The source files for this notebook are available in https://gitlab.vgiscience.de/ad/tagmaps-mapnik-jupyter.

Preparations¶

Import dependencies

from numba.core.errors import NumbaDeprecationWarning, NumbaPendingDeprecationWarning
import warnings

warnings.simplefilter('ignore', category=NumbaDeprecationWarning)
warnings.simplefilter('ignore', category=NumbaPendingDeprecationWarning)

import sys
import math
import fiona
import rasterio
import numpy as np
import geopandas as gp
import contextily as cx
import mapclassify as mc
import libpysal as lps
import geopandas as gp
import matplotlib.pyplot as plt
from IPython import display
from contextily import Place
from typing import Tuple, Optional
from rasterio.plot import show as rioshow
from pathlib import Path
from esda.getisord import G_Local
from shapely.geometry import shape

We are using a number of helper functions from py/modules/tools.py to classify values.
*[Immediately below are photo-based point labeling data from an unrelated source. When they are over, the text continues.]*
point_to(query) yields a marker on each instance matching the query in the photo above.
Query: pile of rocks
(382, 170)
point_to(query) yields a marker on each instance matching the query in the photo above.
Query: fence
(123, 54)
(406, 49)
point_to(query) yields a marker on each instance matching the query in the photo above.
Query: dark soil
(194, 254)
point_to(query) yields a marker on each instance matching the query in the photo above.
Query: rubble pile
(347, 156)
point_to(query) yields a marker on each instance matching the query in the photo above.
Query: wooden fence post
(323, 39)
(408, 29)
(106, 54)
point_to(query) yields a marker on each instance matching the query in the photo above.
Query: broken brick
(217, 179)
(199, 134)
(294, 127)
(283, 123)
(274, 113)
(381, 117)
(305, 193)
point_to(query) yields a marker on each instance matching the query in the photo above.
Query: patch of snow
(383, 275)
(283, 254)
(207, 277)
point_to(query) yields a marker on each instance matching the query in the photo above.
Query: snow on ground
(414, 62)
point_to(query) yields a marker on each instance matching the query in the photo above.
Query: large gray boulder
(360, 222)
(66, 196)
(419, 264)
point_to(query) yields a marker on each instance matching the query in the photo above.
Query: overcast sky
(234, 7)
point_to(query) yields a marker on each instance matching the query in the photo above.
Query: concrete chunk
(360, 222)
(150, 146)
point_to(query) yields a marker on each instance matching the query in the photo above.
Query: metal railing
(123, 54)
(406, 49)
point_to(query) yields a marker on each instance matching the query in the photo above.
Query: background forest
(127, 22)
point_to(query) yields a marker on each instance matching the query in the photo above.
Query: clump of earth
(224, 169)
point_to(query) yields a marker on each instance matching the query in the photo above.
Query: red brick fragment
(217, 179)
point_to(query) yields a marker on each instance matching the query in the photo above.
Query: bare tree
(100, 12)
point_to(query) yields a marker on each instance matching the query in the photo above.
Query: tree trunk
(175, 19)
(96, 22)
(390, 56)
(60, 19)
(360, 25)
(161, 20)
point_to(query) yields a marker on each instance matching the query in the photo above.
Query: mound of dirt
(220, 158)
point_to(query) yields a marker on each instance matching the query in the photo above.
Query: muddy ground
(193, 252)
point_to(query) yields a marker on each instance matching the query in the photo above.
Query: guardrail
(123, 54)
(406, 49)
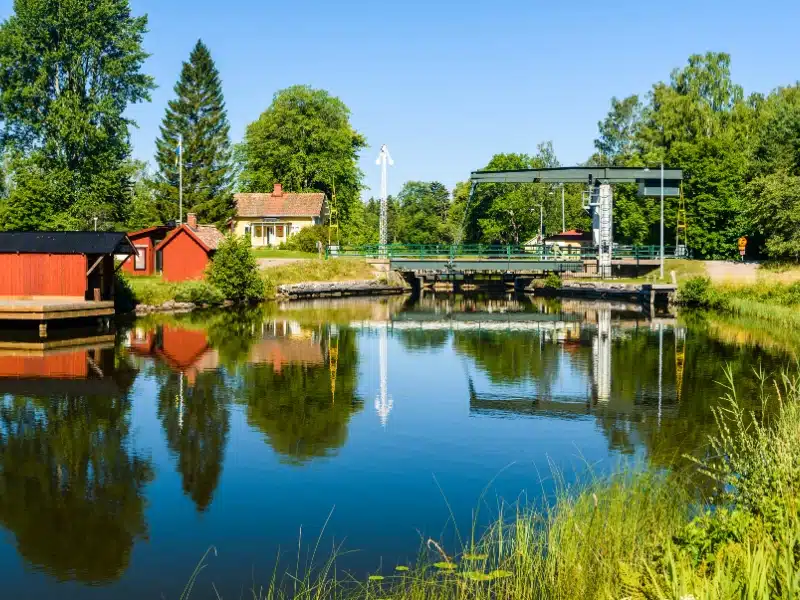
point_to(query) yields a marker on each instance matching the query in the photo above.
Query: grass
(276, 253)
(641, 535)
(340, 269)
(767, 301)
(155, 291)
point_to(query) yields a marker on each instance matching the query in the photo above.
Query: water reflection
(268, 403)
(71, 489)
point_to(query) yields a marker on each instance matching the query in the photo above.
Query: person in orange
(742, 243)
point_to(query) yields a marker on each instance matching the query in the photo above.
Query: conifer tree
(198, 115)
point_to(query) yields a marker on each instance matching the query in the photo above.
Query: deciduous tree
(305, 141)
(68, 72)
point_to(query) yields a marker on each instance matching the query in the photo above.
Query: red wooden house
(187, 250)
(73, 264)
(147, 261)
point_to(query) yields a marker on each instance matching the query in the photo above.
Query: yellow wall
(291, 224)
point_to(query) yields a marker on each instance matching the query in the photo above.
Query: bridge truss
(599, 201)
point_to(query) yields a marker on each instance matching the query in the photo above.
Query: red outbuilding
(187, 250)
(70, 264)
(147, 261)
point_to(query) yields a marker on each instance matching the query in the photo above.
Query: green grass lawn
(276, 253)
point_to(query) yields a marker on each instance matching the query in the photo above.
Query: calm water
(122, 461)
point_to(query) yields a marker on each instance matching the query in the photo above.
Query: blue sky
(448, 84)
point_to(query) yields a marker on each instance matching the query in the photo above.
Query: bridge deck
(47, 308)
(484, 265)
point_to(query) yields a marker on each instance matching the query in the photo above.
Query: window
(140, 260)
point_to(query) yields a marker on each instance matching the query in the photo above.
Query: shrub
(306, 239)
(552, 281)
(234, 271)
(198, 292)
(696, 291)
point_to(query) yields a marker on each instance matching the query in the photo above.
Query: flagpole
(180, 179)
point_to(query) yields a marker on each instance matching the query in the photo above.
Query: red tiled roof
(283, 205)
(207, 236)
(210, 235)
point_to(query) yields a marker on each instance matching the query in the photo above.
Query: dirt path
(725, 271)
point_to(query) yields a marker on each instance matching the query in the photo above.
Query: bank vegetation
(729, 528)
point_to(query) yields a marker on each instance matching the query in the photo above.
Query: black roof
(66, 242)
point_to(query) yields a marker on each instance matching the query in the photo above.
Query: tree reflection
(512, 357)
(196, 421)
(422, 339)
(71, 488)
(304, 409)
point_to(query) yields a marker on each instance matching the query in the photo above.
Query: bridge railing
(495, 251)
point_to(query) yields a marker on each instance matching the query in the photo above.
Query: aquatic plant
(636, 534)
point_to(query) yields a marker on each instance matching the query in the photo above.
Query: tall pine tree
(198, 114)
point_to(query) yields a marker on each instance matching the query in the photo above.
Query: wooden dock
(22, 347)
(44, 309)
(48, 308)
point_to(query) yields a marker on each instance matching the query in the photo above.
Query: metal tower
(384, 160)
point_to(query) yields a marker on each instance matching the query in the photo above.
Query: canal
(365, 425)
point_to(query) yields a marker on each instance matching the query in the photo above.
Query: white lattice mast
(384, 160)
(383, 402)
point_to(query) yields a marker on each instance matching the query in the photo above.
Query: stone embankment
(170, 306)
(328, 289)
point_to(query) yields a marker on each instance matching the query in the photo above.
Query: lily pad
(476, 576)
(475, 557)
(500, 574)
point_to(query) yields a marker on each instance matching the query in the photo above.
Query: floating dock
(43, 309)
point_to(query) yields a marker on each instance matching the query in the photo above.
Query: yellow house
(269, 219)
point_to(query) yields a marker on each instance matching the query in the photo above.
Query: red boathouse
(72, 264)
(187, 250)
(147, 261)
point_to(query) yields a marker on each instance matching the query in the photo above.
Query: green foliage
(703, 536)
(68, 72)
(198, 115)
(234, 271)
(305, 141)
(306, 239)
(699, 122)
(696, 291)
(774, 209)
(509, 213)
(552, 281)
(198, 292)
(143, 211)
(422, 213)
(335, 269)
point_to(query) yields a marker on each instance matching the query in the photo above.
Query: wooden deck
(44, 348)
(48, 308)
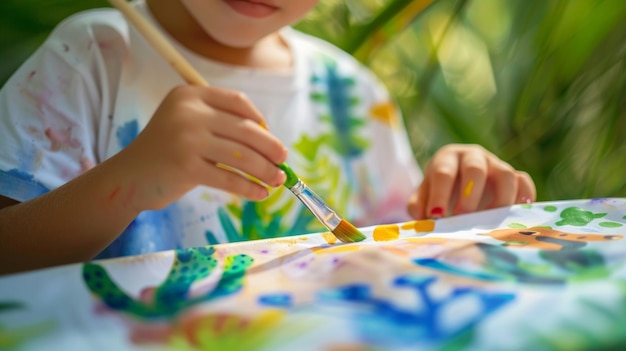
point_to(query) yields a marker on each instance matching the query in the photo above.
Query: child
(104, 151)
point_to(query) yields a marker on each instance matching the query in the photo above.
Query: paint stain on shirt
(386, 232)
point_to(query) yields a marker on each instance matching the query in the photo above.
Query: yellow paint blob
(386, 232)
(329, 237)
(426, 225)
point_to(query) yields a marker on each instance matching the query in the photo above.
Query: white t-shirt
(94, 84)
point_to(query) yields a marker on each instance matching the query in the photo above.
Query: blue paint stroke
(381, 323)
(20, 185)
(150, 231)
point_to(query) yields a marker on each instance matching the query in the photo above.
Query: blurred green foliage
(541, 83)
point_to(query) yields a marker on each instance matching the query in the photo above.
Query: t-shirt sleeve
(51, 109)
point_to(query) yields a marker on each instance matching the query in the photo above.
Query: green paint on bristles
(348, 233)
(292, 178)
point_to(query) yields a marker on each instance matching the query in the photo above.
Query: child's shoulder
(340, 59)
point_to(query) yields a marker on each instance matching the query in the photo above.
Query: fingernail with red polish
(436, 212)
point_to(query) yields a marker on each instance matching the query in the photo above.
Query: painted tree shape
(174, 294)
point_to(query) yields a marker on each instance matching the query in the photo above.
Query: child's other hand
(192, 131)
(465, 178)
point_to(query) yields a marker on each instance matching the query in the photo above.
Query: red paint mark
(114, 193)
(436, 212)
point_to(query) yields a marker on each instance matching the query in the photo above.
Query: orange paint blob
(329, 237)
(335, 249)
(386, 232)
(386, 113)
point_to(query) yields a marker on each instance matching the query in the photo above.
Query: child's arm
(193, 130)
(466, 178)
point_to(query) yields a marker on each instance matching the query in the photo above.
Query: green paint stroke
(610, 224)
(11, 339)
(577, 217)
(174, 294)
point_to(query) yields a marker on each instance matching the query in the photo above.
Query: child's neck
(181, 26)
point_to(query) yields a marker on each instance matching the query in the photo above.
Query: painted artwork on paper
(476, 281)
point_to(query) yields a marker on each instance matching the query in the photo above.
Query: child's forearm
(70, 224)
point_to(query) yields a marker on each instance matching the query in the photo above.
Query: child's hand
(193, 130)
(466, 178)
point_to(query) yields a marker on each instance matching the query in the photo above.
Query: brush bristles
(348, 233)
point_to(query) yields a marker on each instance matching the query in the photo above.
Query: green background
(541, 83)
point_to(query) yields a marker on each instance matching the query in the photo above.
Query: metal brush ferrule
(316, 205)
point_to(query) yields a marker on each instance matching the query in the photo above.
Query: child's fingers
(232, 182)
(443, 173)
(249, 133)
(504, 183)
(417, 203)
(472, 178)
(526, 191)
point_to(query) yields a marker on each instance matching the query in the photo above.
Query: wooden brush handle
(160, 43)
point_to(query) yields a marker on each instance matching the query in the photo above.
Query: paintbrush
(340, 227)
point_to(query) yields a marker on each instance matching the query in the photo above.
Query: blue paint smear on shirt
(20, 185)
(151, 231)
(127, 133)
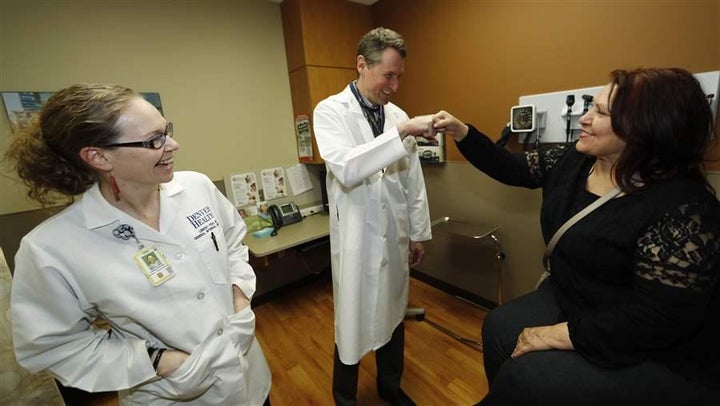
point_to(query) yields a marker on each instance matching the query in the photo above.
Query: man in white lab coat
(378, 214)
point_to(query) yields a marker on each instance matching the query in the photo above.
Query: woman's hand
(420, 126)
(445, 122)
(170, 361)
(556, 337)
(240, 301)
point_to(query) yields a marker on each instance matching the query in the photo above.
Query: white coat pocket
(241, 327)
(212, 250)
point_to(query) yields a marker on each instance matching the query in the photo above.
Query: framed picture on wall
(22, 106)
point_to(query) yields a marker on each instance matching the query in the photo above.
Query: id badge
(154, 265)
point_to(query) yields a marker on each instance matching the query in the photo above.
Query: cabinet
(321, 39)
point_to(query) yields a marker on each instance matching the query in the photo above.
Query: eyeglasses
(156, 142)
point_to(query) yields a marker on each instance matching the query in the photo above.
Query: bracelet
(156, 359)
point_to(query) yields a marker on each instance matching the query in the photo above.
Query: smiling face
(597, 137)
(140, 168)
(379, 81)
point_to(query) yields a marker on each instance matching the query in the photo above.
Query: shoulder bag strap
(574, 219)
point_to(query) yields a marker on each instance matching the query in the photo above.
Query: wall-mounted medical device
(523, 118)
(554, 117)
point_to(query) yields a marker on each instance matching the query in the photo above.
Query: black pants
(564, 377)
(389, 361)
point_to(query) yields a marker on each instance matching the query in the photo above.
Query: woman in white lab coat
(156, 255)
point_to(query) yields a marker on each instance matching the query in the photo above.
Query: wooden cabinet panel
(328, 81)
(331, 31)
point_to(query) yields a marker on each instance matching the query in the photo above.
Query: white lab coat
(378, 204)
(71, 270)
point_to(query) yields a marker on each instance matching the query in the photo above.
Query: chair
(17, 385)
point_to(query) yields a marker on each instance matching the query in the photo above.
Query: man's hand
(240, 301)
(445, 122)
(170, 361)
(417, 253)
(556, 337)
(419, 126)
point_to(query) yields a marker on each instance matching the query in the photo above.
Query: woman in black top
(631, 311)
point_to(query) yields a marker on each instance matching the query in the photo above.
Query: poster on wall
(21, 107)
(304, 138)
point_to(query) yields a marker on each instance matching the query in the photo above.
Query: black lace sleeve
(525, 169)
(678, 251)
(540, 161)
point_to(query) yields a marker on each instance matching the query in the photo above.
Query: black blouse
(638, 278)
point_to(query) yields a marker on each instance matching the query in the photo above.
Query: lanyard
(374, 115)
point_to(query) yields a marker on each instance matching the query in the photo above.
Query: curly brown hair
(664, 118)
(46, 152)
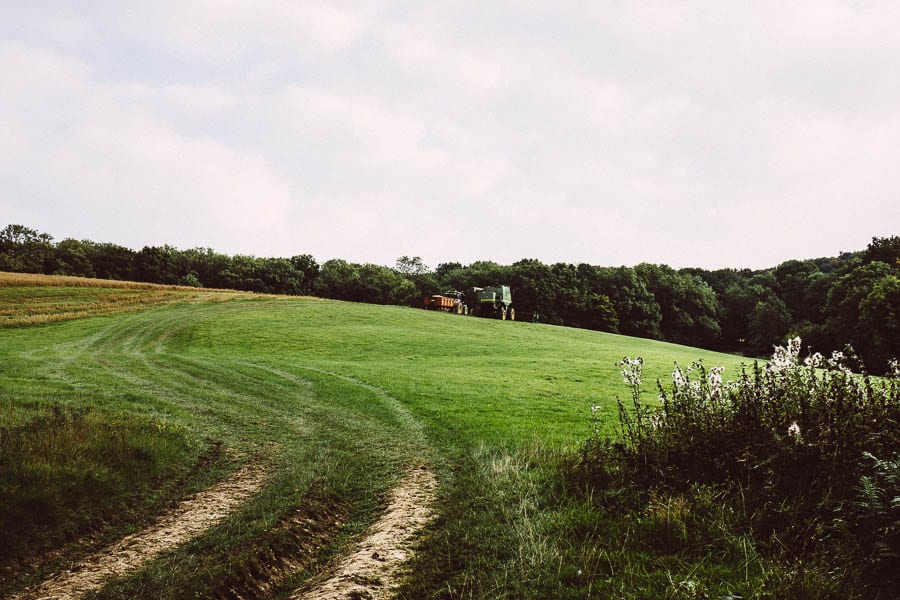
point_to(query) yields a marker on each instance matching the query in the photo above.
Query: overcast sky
(713, 134)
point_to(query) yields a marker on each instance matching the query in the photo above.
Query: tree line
(849, 300)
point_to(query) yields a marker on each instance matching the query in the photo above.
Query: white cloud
(596, 132)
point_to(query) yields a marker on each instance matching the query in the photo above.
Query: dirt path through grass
(189, 519)
(375, 567)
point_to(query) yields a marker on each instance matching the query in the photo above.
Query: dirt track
(374, 569)
(189, 519)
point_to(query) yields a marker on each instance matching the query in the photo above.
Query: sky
(710, 134)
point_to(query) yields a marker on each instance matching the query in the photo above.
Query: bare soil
(187, 520)
(375, 568)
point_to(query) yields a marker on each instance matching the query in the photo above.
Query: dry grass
(37, 280)
(27, 299)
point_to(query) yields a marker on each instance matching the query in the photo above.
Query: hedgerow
(804, 454)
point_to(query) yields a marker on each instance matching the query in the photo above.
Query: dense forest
(852, 300)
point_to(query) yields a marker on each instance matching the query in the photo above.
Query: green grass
(336, 398)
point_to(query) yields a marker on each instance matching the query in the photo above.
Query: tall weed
(805, 452)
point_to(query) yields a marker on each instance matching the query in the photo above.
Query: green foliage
(65, 472)
(790, 446)
(832, 302)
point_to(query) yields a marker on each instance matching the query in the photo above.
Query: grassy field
(140, 408)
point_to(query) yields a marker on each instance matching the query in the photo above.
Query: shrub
(807, 452)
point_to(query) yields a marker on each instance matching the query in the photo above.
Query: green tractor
(492, 302)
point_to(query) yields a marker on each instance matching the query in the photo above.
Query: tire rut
(376, 566)
(186, 521)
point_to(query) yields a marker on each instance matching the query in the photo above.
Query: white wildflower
(678, 378)
(814, 361)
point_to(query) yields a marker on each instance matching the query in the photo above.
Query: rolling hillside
(332, 401)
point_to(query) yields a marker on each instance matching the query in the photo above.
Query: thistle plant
(795, 440)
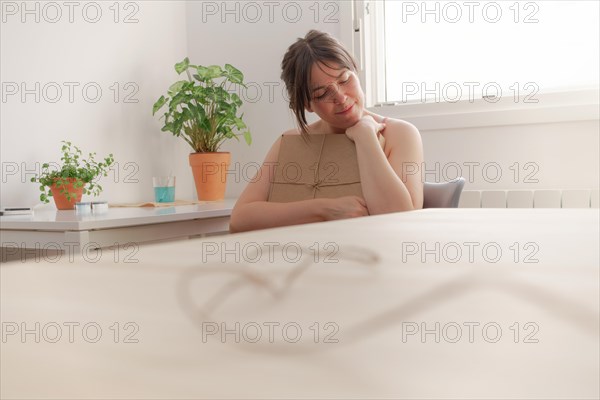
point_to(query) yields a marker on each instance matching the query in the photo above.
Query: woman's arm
(386, 185)
(253, 211)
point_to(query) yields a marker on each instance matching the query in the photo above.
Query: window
(451, 51)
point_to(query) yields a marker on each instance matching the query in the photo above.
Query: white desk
(535, 324)
(72, 232)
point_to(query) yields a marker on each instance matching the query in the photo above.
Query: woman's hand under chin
(366, 126)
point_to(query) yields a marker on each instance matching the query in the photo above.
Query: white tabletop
(50, 219)
(531, 301)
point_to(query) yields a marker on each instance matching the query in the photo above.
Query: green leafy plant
(82, 172)
(201, 110)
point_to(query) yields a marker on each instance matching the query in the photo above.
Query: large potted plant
(203, 112)
(73, 178)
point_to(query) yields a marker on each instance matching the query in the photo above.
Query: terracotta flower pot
(210, 174)
(60, 199)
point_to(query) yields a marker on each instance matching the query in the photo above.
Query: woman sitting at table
(320, 77)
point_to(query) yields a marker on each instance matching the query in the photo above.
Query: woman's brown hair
(296, 67)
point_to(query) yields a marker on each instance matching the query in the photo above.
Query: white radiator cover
(567, 198)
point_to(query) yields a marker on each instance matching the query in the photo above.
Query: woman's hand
(345, 207)
(365, 126)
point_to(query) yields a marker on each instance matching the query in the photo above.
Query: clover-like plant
(74, 169)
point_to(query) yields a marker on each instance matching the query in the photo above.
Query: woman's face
(336, 96)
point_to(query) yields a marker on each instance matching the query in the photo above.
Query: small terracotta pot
(210, 174)
(60, 199)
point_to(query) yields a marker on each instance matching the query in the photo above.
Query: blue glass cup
(164, 189)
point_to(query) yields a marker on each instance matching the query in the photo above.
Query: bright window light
(447, 51)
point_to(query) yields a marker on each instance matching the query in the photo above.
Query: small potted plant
(75, 177)
(203, 112)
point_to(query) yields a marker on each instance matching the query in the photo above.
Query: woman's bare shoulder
(400, 125)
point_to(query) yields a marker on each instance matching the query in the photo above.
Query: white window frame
(361, 35)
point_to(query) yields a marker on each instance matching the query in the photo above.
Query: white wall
(143, 53)
(83, 52)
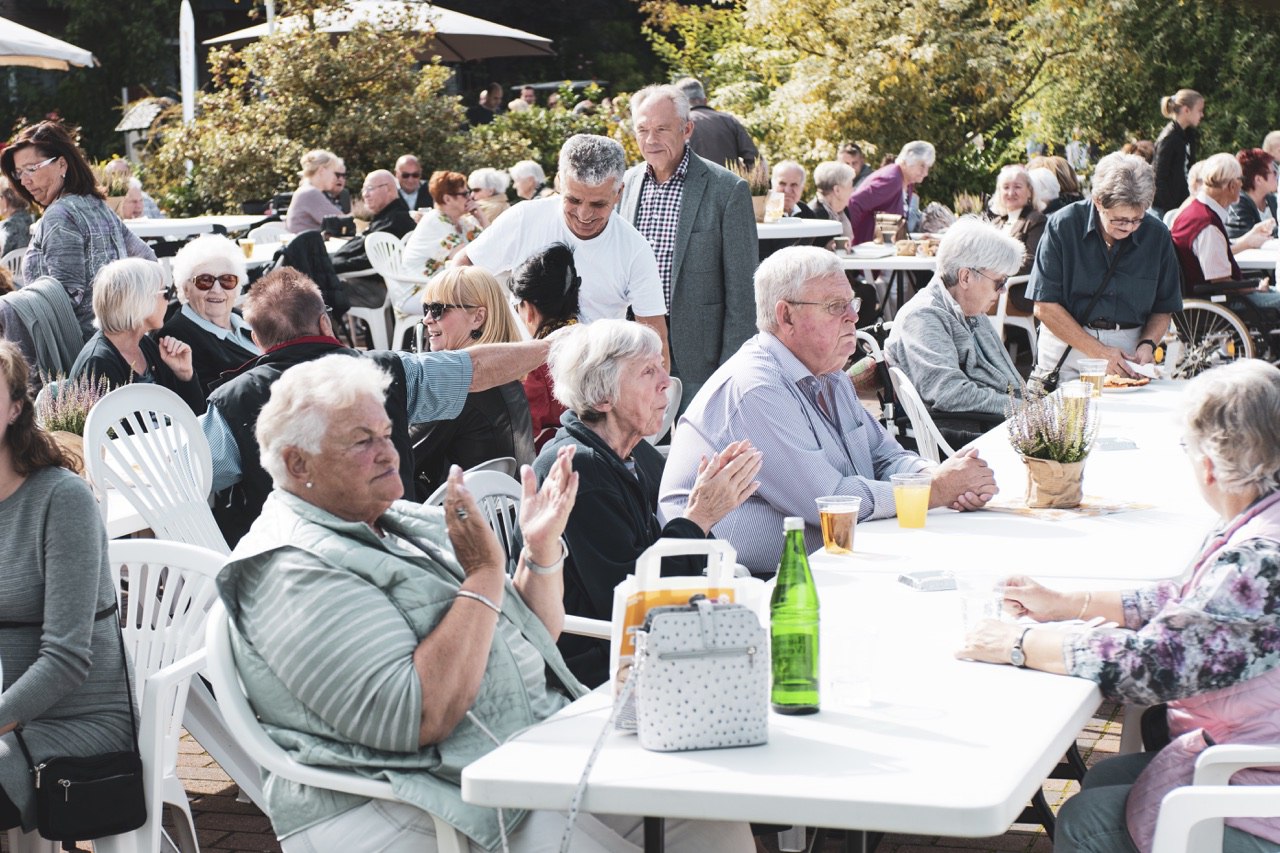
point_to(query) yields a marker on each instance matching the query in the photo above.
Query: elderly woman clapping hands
(384, 637)
(609, 375)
module_path = str(Path.cwd().parents[0] / "py")
if module_path not in sys.path:
    sys.path.append(module_path)
from modules.base import tools

%load_ext autoreload
%autoreload 2

Test Mapnik bindings

!/usr/bin/python3 -c "import mapnik;print(mapnik.__file__)"

/usr/lib/python3/dist-packages/mapnik/__init__.py

Global Parameters

Some parameters are used throughout this notebook. Adjust to your needs.

INPUT: Path = Path.cwd().parents[0] / "input" # define path to input and working directory (shapefiles, stylesheets etc.)
OUTPUT: Path = Path.cwd().parents[0] / "output" # define path to output directory (map, notebook html etc.)
TMP: Path = INPUT / "intermediate"
MAP_X: int = 2500 # x dimensions of the final map, in pixels
MAP_Y: int = 1400 # y dimensions of the final map, in pixels

for folder in [OUTPUT, INPUT, TMP / "bg"]:
    folder.mkdir(exist_ok=True, parents=True)

Download font set for Segoe UI Symbol Regular, Aerial Bold, and Noto Sans Regular

!wget https://raw.githubusercontent.com/mrbvrz/segoe-ui-linux/master/font/seguisym.ttf \
    https://raw.githubusercontent.com/foursquare/foursquair/master/src/assets/fonts/Arial%20Bold.ttf \
    https://github.com/openmaptiles/fonts/raw/master/noto-sans/NotoSans-Regular.ttf \
    --directory-prefix {TMP}/fonts -nc --quiet
!rm /fonts && ln -s {TMP}/fonts /fonts

Set global font path variable for mapnik.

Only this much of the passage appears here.